As was expected, no human being has yet been reanimated. To be able to do so would require the repairing of the cause what made the person killed, turning the effect of aging and repairing damage of tissues that could occur during the process of cryopreservation. Any person who has given his sanction for the cryonic process did so with the hope that further developments would be able to fulfill their dreams of attaining of the immortal life. In 1994, Charles Platt, Vice President of the cryonics company Cryocare, gave his comment on this process in his 1986 book by Eric Drexler. “Drexler proposed the concept of nanotechnology-machines on the molecular scale, theoretically capable of repairing individual cells. At last, cryonics advocates were able to describe exactly how they hoped future science could undo the freezing damage that still tended to occur even when cryoprotectants were used” (Platt 1994: Nanotechnology).

So far it is bright hope that with the advancement in the technology, people could be at least reanimated from cryopreservation, and there is a whole possibility that man could become indefinitely in a youthful state of affairs.

Several concepts emerged on what is cryonics, if it is a method of burial or a medicine? If we consider that cryonics is interment then is no doubt about the fact that there is a life after death and then the whole concept of resuscitation falls to ground, because there is a soul and it would be gone, and according to many religious tenets, only God can bring soul into the body of human being. But the main function of the whole process of Cryonics is bringing back dead to life therefore by this assumption, Cryonics is false. On the other hand, if we say that cryonics is medicine with legally declared death as merely a phenomenon then cryonics is a long-term coma with uncertainty. It becomes mere continuation of caring of sick people when others have declared persons already dead. Many religious and Christian orthodox have advocated their opinion in the favor of Cryonics. There is a mention of this system even in the sermons of Lutheran Reverend Kay Glaesner (Alcor Life Extension Foundation: Online).

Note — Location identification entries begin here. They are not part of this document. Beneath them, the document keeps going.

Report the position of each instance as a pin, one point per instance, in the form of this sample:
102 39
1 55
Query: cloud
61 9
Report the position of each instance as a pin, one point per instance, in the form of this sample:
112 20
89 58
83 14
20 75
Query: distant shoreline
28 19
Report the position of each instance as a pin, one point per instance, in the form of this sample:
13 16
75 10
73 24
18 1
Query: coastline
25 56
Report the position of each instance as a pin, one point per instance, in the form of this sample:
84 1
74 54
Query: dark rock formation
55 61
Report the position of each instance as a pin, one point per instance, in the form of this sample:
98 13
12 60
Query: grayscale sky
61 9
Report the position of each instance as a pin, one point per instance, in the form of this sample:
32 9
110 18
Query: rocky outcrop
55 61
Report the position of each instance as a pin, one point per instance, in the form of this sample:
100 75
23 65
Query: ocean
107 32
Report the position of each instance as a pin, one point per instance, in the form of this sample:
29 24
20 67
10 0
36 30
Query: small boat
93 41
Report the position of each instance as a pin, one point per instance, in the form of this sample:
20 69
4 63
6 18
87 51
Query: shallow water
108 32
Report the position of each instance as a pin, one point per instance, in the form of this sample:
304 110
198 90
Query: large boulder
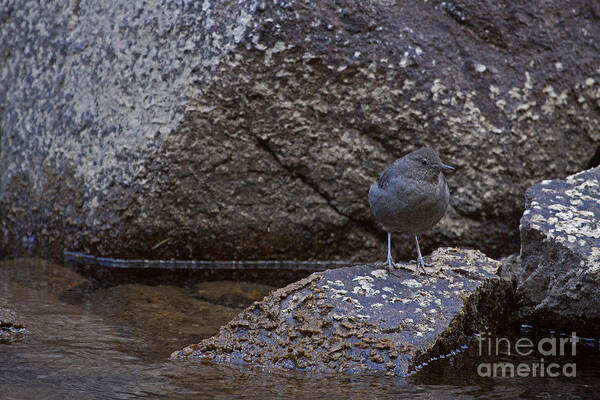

Until 1980 the probability of cryonics was considered as very dim, as people were not aware of the fact that which technology would be most appropriate for the technology to get back the dead and there was a hope that new technologies would continue to develop and the frozen people could come back alive. Many organizations, which started this process gradually, stopped this work and number of dead bodies under their care were either buried or decayed. Once the nanotechnology became evident, the hope again aroused for the cryonics to get success and the hope is arousing that any one who is dead before the advent of the nanotechnology will be losing the healthy life that he could sustain for centuries. The cryonics organizations are constantly in the process of developing their techniques.

The basic fact is that death is inevitable for all though there are several concepts and meaning of the death. In layman terms, death is something to be afraid of something unknown and mysterious and on the top of this, death is without pain. But Yogic philosophy states that through self-realization, a person can gain victory over death. This is the main concept of death, which is being propounded and exercised by people since many generations, but it is this only victory that no human being had been able to achieve but future holds the hope for us.